Талантливей — не на уровне высшего командования. Не там, где властвует человек с чудовищным подбородком, твердо решивший спасти Россию ценой России. И не в самом низу, где шустрят шестериковы. Посредине. В промежутке между верхом и низом. Там, где делает свое мудреное дело “неприметный командарм” — Фотий Иванович Кобрисов.
Полистав “Войну и мир”, Гудериан с особой разрешающей мыслью задерживается на Наташе Ростовой, приказавшей дворовым — выбросить фамильное добро и отдать подводы раненым офицерам. Графинечка, дескать, объявила ему войну. Ход эффектный, не спорю, и рецензент “Красной звезды” Ю. Беличенко вполне в духе времени его использовал, назвав свой отклик на “Генерала и его армию” так: “„Русская графинечка” против танков Гудериана”. А между тем, по-моему, это расхожее мнение Владимов не разделяет. У Владимова и Кобрисов, и семейство его, и ординарец его Шестериков, без лести преданный, в зиму с сорок первого на сорок второй заняты прямо противоположным — не выбрасыванием, а сохранением фамильного добра. О том, как обустроятся в дачной Апрелевке, — вот о чем говорят-мечтают. И дом возведут, и сад, мол, насадят, чтобы жить-поживать да добро наживать. Нет уж: в романе Владимова, в пространстве его изумления, Ростова-барышня — дама-ширма. И он недаром — недаром — притузил ее восхитительный патриотический жест апрелевской дачкой. А вдобавок еще и со знаменитой русской пляски графинечки хрестоматийный лак смыл. Пляшет сильно подвыпивший Кобрисов — восьмипудовая туша с красным бычьим затылком, — пляшет русского, в руке заместо платочка шелкового — замаранная “желеем” столовая салфетка. Не в дому — во поле, в поле картофельном, посередь Поклонной горы! Ах, как лихо, как стильно пляшет, так пляшет, что умиляемся, однако ж и смущаемся — уж не пародия ли он?! Конечно же — слегка, отчасти пародия, как всякое исполнение женской роли актером мужского пола. Сдвиньте эту отлакированную в стиле “советский ампир” декорацию, ширму сложите гармошкой — и откроется то, что в реальности, а не в литмифе, остановило танки Гудериана: танк “Т-34”, чудо-машина, созданная безвестным, но гениальным русским конструктором. Кстати, смотрим мы на это русское чудо глазами Гудериана, и, думаю, сделал это Владимов с очень однозначным намерением: “Поразило... изящество форм: наклонные плиты корпуса и башни, круглый ее лоб. Ни одной вертикальной плоскости, и какая приземистая посадка, и какие широкие, в полметра, гусеницы... Подойдя к этой чудо-машине... он (Гудериан. — А. М.) только и мог сказать с улыбкой восхищения, скрывавшей... ошеломление: “На таком лимузине я бы объехал весь мир”. Это нельзя было превзойти... нельзя было даже повторить”.

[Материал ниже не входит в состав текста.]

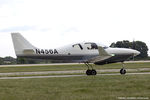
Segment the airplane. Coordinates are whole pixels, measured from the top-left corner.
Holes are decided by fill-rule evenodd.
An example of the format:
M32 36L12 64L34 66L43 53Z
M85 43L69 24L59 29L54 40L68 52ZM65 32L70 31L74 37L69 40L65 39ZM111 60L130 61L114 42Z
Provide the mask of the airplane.
M94 42L75 43L55 49L40 49L29 43L20 33L11 33L11 36L17 57L84 63L88 68L87 75L97 74L91 63L103 65L116 62L122 62L120 73L124 75L126 70L123 62L140 54L137 50L111 48Z

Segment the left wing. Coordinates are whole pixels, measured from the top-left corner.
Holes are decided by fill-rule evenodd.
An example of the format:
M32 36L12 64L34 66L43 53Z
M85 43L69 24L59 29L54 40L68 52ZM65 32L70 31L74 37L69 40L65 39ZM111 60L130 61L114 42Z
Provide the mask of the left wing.
M90 59L89 62L95 63L95 62L103 61L112 57L112 55L108 54L105 51L105 49L101 46L98 47L98 52L99 52L99 56Z

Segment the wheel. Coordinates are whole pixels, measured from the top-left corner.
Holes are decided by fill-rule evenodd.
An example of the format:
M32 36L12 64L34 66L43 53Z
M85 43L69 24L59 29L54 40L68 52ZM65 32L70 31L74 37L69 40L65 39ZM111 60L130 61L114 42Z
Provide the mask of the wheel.
M96 70L95 70L95 69L92 69L92 70L91 70L91 74L92 74L92 75L96 75L96 74L97 74Z
M86 71L86 75L91 75L91 72L92 72L92 71L88 69L88 70Z
M126 70L125 70L124 68L122 68L122 69L120 70L120 74L126 74Z

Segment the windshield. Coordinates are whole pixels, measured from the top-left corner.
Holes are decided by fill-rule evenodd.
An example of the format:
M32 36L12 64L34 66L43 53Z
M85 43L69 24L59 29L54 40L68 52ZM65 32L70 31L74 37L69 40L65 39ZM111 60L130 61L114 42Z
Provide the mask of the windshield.
M109 48L108 46L106 46L106 45L104 45L104 44L100 44L100 43L98 43L97 45L103 47L104 49Z

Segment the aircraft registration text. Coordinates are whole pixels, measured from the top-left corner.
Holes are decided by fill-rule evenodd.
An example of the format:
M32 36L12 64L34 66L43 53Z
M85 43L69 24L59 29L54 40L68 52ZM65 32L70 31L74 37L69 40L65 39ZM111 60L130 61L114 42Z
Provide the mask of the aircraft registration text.
M35 49L36 54L58 54L56 49Z

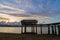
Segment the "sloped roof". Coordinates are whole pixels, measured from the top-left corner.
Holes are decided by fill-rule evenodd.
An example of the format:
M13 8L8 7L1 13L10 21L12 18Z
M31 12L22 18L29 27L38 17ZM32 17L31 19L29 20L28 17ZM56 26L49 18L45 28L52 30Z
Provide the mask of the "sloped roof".
M36 24L38 21L37 20L22 20L22 24Z

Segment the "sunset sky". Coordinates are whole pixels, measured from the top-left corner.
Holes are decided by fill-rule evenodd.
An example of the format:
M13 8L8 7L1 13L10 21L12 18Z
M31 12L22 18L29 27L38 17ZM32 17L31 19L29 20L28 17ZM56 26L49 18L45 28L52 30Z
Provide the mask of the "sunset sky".
M0 0L0 17L10 22L33 18L39 23L60 22L60 0Z
M23 19L36 19L41 24L60 22L60 0L0 0L1 18L7 18L9 22ZM19 33L20 29L0 27L0 32ZM43 30L46 32L48 29Z

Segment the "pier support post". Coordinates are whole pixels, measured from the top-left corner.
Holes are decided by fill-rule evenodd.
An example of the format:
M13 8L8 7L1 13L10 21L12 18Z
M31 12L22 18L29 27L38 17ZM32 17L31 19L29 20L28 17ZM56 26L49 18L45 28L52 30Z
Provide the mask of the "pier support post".
M50 34L50 25L48 25L48 34Z
M58 25L58 32L59 32L59 35L60 35L60 25Z
M24 29L24 33L26 33L26 26L25 26L25 29Z
M54 35L54 26L52 25L51 27L52 27L52 34Z
M42 34L42 25L41 25L41 34Z
M21 27L21 33L23 33L23 26Z
M56 32L56 25L55 25L55 35L57 34L57 32Z
M37 25L36 25L36 33L37 33Z

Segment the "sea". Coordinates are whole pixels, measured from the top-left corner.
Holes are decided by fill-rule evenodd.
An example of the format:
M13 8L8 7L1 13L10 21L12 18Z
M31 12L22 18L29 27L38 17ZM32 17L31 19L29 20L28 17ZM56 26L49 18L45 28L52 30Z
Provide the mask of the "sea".
M31 27L27 27L26 28L26 32L31 32ZM36 32L36 27L34 27L34 31ZM54 29L55 31L55 29ZM21 27L0 27L0 32L1 33L17 33L20 34L21 33ZM23 32L24 32L24 27L23 27ZM56 33L57 35L58 33L58 27L56 27ZM41 27L37 27L37 34L41 34ZM48 34L48 27L47 26L43 26L42 27L42 34ZM52 34L52 29L50 27L50 34Z

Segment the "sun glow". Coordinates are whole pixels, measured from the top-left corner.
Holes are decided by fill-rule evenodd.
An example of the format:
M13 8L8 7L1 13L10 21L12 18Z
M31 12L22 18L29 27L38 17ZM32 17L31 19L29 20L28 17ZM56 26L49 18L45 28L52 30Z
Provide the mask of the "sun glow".
M15 22L16 20L17 20L17 18L14 16L11 16L9 14L0 13L0 21Z

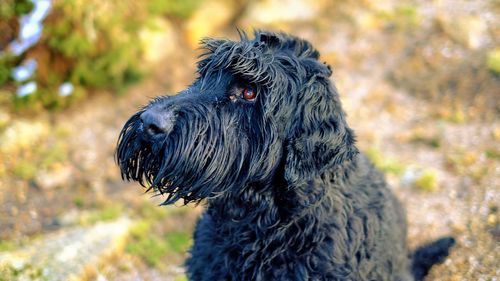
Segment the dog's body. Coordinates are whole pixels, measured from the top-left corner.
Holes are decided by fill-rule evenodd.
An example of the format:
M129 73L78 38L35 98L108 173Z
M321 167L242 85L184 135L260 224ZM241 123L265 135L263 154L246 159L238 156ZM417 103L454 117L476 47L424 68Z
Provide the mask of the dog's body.
M286 196L275 188L286 187L208 206L187 263L193 280L413 280L404 214L364 157Z
M451 239L411 260L403 208L308 42L259 31L204 44L198 79L132 116L117 151L122 175L165 204L206 199L191 280L406 281L446 255Z

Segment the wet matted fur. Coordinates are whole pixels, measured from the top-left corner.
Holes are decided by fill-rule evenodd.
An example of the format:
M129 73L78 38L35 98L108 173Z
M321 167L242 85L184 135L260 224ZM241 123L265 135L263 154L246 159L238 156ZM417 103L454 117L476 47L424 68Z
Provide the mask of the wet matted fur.
M198 77L133 115L122 176L203 202L191 280L419 280L453 239L406 244L404 210L355 146L330 67L309 42L206 39Z

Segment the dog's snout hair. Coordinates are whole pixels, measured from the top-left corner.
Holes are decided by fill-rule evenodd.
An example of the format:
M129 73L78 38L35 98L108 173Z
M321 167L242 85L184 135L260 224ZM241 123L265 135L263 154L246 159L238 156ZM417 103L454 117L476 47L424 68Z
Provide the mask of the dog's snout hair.
M256 31L203 46L193 84L134 114L116 152L164 204L205 202L191 280L412 281L446 256L450 239L410 261L404 210L309 42Z

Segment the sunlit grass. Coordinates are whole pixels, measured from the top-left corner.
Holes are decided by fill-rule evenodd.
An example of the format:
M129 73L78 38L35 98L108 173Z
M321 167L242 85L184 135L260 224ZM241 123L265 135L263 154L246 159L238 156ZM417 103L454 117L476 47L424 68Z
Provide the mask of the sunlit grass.
M191 245L187 232L158 234L152 230L152 222L141 221L130 230L126 251L140 257L147 265L161 267L162 258L169 253L183 253Z

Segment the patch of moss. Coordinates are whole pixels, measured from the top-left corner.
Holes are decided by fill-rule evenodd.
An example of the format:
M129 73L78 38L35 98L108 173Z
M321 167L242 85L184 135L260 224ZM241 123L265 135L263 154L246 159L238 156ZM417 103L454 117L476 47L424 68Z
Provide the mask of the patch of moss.
M28 161L25 159L20 159L16 161L13 167L13 174L23 180L33 180L36 176L38 168L33 161Z
M500 75L500 48L488 52L486 56L486 65L491 73Z
M377 148L370 148L365 151L368 158L373 162L375 167L386 173L401 175L404 172L404 165L393 157L387 157Z
M127 244L126 251L139 256L147 265L158 267L161 258L168 253L168 245L156 234Z
M484 152L484 154L489 159L500 160L500 150L498 150L498 149L495 149L495 148L487 149Z
M94 224L99 221L111 221L119 218L123 213L123 206L113 204L105 206L101 210L96 210L89 213L88 216L82 217L80 223L83 225Z
M47 277L43 275L42 268L35 268L30 265L27 265L20 269L17 269L11 265L6 265L6 264L0 265L0 281L13 281L13 280L48 281Z
M174 281L188 281L186 275L179 275L177 277L174 278Z
M138 210L141 217L148 220L162 220L168 216L168 209L161 208L151 204L151 202L143 202Z
M85 199L83 199L82 197L76 197L73 199L73 204L75 204L78 208L83 208L83 206L85 205Z
M187 251L191 245L191 235L186 232L170 232L165 234L164 239L169 249L177 253Z
M462 109L456 109L453 110L446 120L455 124L465 124L467 117Z
M422 191L437 190L437 174L433 170L425 170L416 180L415 187Z
M409 138L409 142L423 144L432 148L441 147L441 138L439 136L425 135L421 132L416 132Z
M8 240L0 240L0 252L12 251L16 248L16 244Z
M200 0L184 1L148 1L148 10L151 14L172 16L180 19L189 18L201 4Z
M159 265L168 248L160 236L151 233L151 224L141 221L130 229L130 238L125 250L140 257L149 266L155 267Z
M136 240L144 239L150 233L150 230L151 230L150 222L140 221L134 224L134 226L130 228L129 234L133 239Z
M122 213L123 207L121 205L109 206L97 213L96 218L100 221L111 221L117 219Z
M169 232L164 235L154 233L152 223L141 221L130 230L130 237L125 247L129 254L140 257L151 267L161 267L162 258L169 253L183 253L191 245L190 234Z

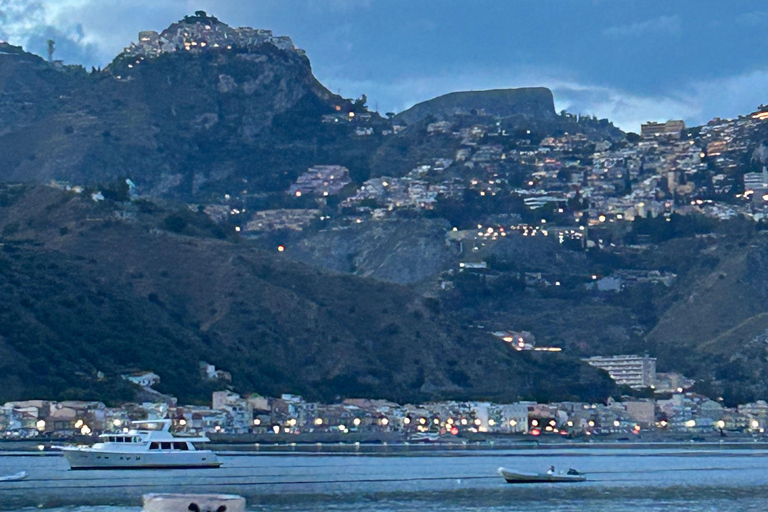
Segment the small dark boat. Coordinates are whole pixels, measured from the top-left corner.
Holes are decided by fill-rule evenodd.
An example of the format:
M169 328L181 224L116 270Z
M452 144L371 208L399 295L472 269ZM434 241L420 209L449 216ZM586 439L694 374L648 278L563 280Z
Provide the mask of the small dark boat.
M569 471L568 473L528 473L526 471L499 468L499 474L504 477L508 484L583 482L587 479L585 475L575 471Z

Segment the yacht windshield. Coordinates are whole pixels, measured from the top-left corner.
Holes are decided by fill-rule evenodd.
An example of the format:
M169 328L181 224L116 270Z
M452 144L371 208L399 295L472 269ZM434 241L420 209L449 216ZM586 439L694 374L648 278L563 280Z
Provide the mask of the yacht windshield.
M154 430L154 431L163 430L164 425L165 425L164 423L152 423L152 422L133 424L136 430Z

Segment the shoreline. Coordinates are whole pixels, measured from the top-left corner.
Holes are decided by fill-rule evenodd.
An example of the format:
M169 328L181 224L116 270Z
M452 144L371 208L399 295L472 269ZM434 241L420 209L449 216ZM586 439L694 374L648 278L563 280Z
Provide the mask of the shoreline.
M58 457L62 456L61 451L53 448L63 444L87 444L83 439L77 440L39 440L39 441L7 441L0 442L0 457L2 456L24 456L24 457ZM252 455L412 455L431 453L467 453L488 452L488 451L515 451L521 453L531 453L536 451L551 452L556 450L682 450L690 452L701 451L763 451L768 450L768 440L758 439L729 439L729 440L704 440L691 441L679 439L654 439L632 441L623 441L616 439L597 439L597 440L543 440L535 441L510 441L510 440L475 440L466 439L451 440L451 442L360 442L360 441L326 441L326 442L299 442L281 439L271 439L267 442L233 440L228 442L211 442L207 445L208 449L213 450L218 455L225 456L252 456Z

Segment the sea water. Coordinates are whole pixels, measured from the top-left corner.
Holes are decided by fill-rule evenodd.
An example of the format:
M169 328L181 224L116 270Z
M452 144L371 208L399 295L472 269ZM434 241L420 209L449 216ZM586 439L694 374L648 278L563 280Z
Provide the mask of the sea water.
M0 510L138 512L150 492L228 493L252 511L763 511L768 451L542 449L220 457L219 469L70 471L61 456L0 456ZM500 466L586 473L583 483L510 485Z

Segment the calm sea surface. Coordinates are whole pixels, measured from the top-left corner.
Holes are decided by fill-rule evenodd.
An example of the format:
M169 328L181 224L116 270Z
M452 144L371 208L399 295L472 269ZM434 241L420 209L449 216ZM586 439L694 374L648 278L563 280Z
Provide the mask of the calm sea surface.
M768 451L546 449L413 454L224 455L220 469L77 471L60 456L2 455L0 510L136 512L149 492L233 493L252 511L764 511ZM576 484L508 485L499 466L589 474Z

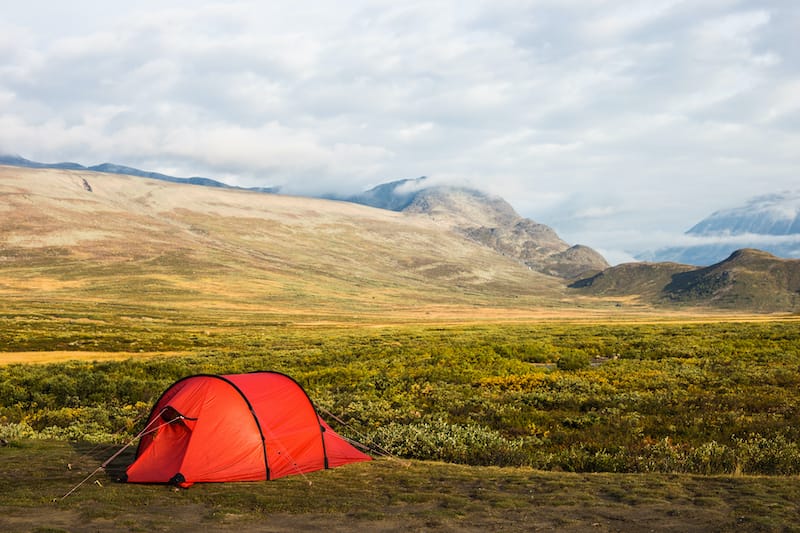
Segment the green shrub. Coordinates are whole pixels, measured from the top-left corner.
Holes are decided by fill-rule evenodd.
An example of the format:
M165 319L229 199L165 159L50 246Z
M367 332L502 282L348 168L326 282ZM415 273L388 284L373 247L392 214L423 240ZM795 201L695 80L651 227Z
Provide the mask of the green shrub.
M355 434L335 429L406 457L572 471L800 473L798 321L148 322L132 330L134 322L87 331L64 319L7 319L0 346L9 351L34 340L43 350L94 338L118 350L134 341L182 350L196 340L184 357L0 366L0 436L126 440L181 377L278 370Z
M556 361L559 370L583 370L589 367L589 356L584 352L569 351L561 354Z
M735 471L734 450L716 441L705 442L689 452L687 470L697 474L729 474Z
M375 430L370 441L379 449L409 459L504 466L520 466L528 461L523 439L510 440L482 426L448 424L443 420L391 423Z
M783 435L750 435L737 440L739 467L746 474L800 474L800 446Z

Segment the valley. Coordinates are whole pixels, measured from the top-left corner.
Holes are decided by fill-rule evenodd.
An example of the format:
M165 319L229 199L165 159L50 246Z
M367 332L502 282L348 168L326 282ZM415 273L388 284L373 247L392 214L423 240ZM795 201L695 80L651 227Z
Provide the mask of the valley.
M589 253L556 272L537 261L572 246L485 200L436 191L391 211L0 166L0 459L17 465L0 473L0 527L788 523L800 321L769 291L793 287L796 263L746 250L573 275ZM389 457L173 492L115 483L128 453L53 501L175 380L255 370L291 375Z

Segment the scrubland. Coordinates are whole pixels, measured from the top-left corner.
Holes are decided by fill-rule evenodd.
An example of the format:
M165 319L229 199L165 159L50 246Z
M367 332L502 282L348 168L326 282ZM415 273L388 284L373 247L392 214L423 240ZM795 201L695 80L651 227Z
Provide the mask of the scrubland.
M333 323L128 311L2 316L0 456L17 466L0 484L17 518L0 524L42 525L23 515L46 510L69 530L169 529L168 512L221 529L275 517L274 530L797 527L792 317ZM22 352L49 357L15 363ZM174 493L114 483L128 452L58 499L130 441L173 381L254 370L292 375L379 460Z

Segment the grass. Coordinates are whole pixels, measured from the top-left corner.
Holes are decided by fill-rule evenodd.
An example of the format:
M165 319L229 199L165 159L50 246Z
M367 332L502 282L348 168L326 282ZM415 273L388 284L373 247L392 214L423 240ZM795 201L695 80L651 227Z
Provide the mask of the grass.
M692 442L702 451L706 440L730 431L725 424L785 432L797 416L800 329L793 320L326 318L295 322L269 313L125 305L7 309L0 313L4 349L52 362L0 368L0 386L18 393L13 383L21 377L29 391L40 392L36 407L7 405L5 413L34 425L70 423L59 417L83 423L88 416L86 427L103 415L117 427L146 412L151 396L186 373L269 367L298 377L319 404L378 428L392 419L410 428L431 421L471 434L469 424L480 421L486 431L535 436L556 450L633 430L662 454L684 453L681 446ZM109 360L63 361L89 347L98 360ZM615 360L617 352L623 357ZM584 354L591 364L561 370L563 353ZM119 372L133 394L122 404L122 396L103 392ZM77 394L60 392L71 386ZM63 407L60 394L76 403ZM662 394L678 403L664 404ZM658 408L648 411L650 404ZM447 413L444 422L437 422L440 413ZM670 423L676 427L666 429ZM658 431L672 440L659 440ZM563 472L556 463L544 471L381 459L273 482L176 491L114 482L131 460L128 450L61 500L117 448L8 440L0 447L2 531L800 531L797 475ZM597 451L603 450L611 448Z
M0 318L7 359L72 359L0 366L0 437L132 435L181 377L277 370L364 438L409 458L577 472L800 472L795 321L368 327L198 318L100 310Z
M0 448L0 529L800 530L797 477L570 474L390 459L176 490L114 482L128 454L63 498L113 451L63 441Z
M0 352L0 365L47 364L63 361L123 361L137 359L185 357L191 352L91 352L91 351L53 351L53 352Z

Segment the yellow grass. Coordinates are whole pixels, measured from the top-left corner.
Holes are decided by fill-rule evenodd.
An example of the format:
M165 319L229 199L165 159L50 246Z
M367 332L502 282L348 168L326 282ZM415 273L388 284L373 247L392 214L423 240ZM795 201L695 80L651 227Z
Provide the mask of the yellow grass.
M0 352L0 365L45 364L64 361L118 361L122 359L146 359L149 357L177 357L191 352Z

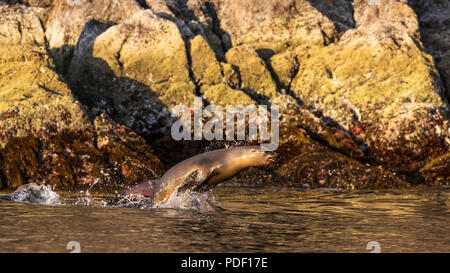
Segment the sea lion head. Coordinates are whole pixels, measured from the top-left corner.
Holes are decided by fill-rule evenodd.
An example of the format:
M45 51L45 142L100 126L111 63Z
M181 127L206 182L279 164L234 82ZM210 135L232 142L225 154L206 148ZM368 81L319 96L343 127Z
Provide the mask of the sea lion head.
M215 158L208 160L216 167L215 175L201 189L208 190L249 167L271 168L277 160L277 153L264 151L260 146L241 146L220 150L215 154Z
M253 166L265 166L267 168L272 167L275 162L278 161L279 156L272 151L263 151L259 146L245 147L247 150L244 154L244 158L252 162Z

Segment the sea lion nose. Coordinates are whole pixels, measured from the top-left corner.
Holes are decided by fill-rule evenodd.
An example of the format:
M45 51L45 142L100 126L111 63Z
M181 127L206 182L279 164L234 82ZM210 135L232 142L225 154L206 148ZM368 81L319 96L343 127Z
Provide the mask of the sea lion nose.
M269 157L272 158L275 161L280 158L280 156L277 153L272 152L272 151L265 151L264 153L269 155Z

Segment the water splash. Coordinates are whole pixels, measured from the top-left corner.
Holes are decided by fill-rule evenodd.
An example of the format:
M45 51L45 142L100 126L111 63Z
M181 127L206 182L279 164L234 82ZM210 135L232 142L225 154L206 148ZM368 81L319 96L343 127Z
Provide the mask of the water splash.
M129 194L116 198L113 201L98 200L91 195L89 190L80 191L80 195L61 197L50 185L26 184L19 187L9 195L0 196L1 200L15 202L28 202L43 205L66 206L100 206L113 208L134 209L181 209L195 210L199 212L214 212L217 210L215 197L211 192L197 193L190 190L175 193L163 203L154 204L151 198L141 194ZM64 199L64 200L63 200Z
M182 209L200 212L216 211L215 197L210 193L197 193L190 190L172 194L165 202L154 204L151 198L141 194L128 194L114 200L105 202L105 207L137 208L137 209Z
M105 201L102 206L113 208L148 209L152 208L152 202L150 198L147 198L142 194L127 194L125 196L115 197L110 201Z
M186 209L201 212L215 211L214 196L206 193L192 192L190 190L182 193L172 194L169 199L161 204L153 205L153 208Z
M59 194L50 185L26 184L17 188L9 195L2 196L3 200L29 202L44 205L61 205Z
M84 191L80 191L80 194L83 194ZM89 193L89 190L86 190L86 193L84 193L84 196L81 195L77 198L74 205L81 205L81 206L91 206L95 200L91 197L91 194Z

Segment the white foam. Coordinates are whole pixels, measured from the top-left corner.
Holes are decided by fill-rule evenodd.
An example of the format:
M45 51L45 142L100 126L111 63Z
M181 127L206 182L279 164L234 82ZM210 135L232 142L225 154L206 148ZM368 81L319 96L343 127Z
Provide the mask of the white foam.
M187 190L183 193L175 192L167 200L157 204L154 204L151 198L141 194L128 194L114 202L114 205L105 202L103 206L137 209L183 209L210 212L215 211L212 205L214 202L214 196L208 193L197 193Z
M8 199L16 202L29 202L44 205L60 205L59 194L50 185L25 184L17 188Z
M198 193L186 190L182 193L172 194L167 201L154 204L153 208L187 209L207 212L215 210L211 202L214 202L214 197L211 199L207 192Z

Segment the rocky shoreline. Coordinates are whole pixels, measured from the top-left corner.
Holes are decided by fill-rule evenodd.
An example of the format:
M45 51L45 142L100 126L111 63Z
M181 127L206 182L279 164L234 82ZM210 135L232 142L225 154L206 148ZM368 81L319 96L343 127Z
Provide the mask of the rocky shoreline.
M0 1L0 189L123 187L227 143L177 104L279 105L281 162L234 182L450 185L448 1ZM181 152L183 151L183 152Z

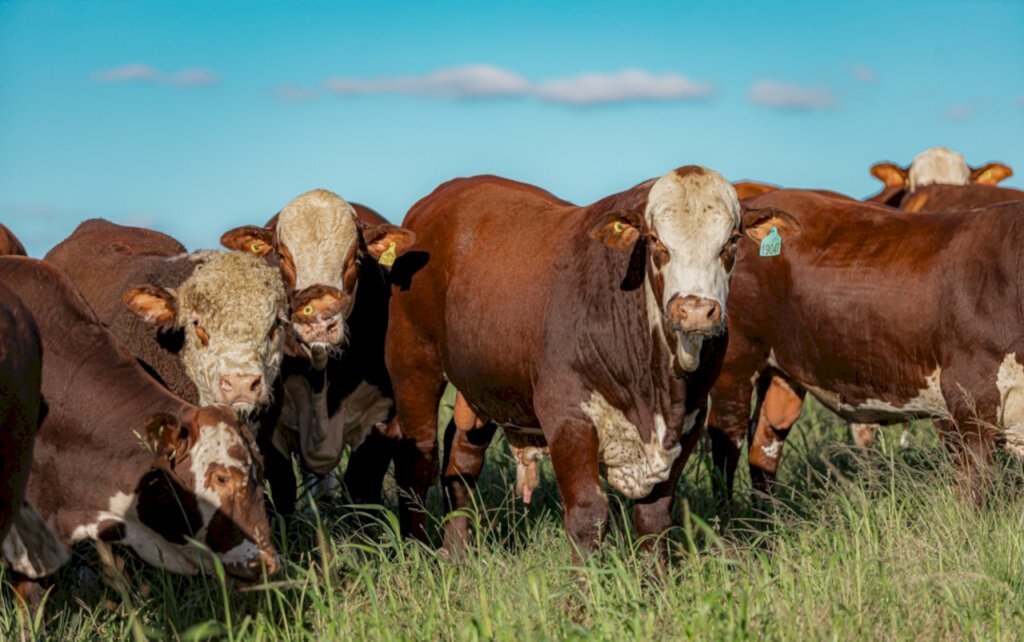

Совсем не толстовской кистью писаны и портреты главных героев. Даже круглый Шестериков, как выясняется, кругл лишь на скользящий взгляд. Задержитесь подольше, понаблюдайте за ним пристальней — и проглянет иное: жесткое и себе на уме. Да и Кобрисов, подразнив отдаленным сходством с Кутузовым, как доходит до дела, сбрасывает это сходство, как бекешу, превращаясь из почти увальня в сгусток энергии. И это преображение мгновенно меняет и структуру и походку романа: не подробная, медленная, а-ля Толстой эпопея, как обещали обманно первые главы, а сжатый, эскизный, лоскутный блицроман, прошитый-простроченный голой скоростью — и маршрутом — кобрисовского “виллиса”. Дважды простроченный — с запада на восток в первых главах и с востока на запад в конце. И это отнюдь не формальное “стилистическое напряжение”. Это именно сжатие. Сжатость сюжетного курка. Сначала с ленцой, с раскачкой, а с середины все туже и туже, чтобы выстрелить, выпалить точку в своем конце как пулю, как шаровую молнию в той последней главке, когда Кобрисов, уже, казалось бы, загнанный погоней, уже вроде бы выброшенный из большой войны в опалу, в никуда, к огурцам-помидорам дачной Апрелевки, — вдруг, сыграв в дурачка, сваляв ваньку, обыгрывает преследователей. Всех, одним махом. Включая Верховного. Чтобы бесприказно вернуться на фронт. И вернуть себе — свою армию, свою победу, свою долю мудреного дела.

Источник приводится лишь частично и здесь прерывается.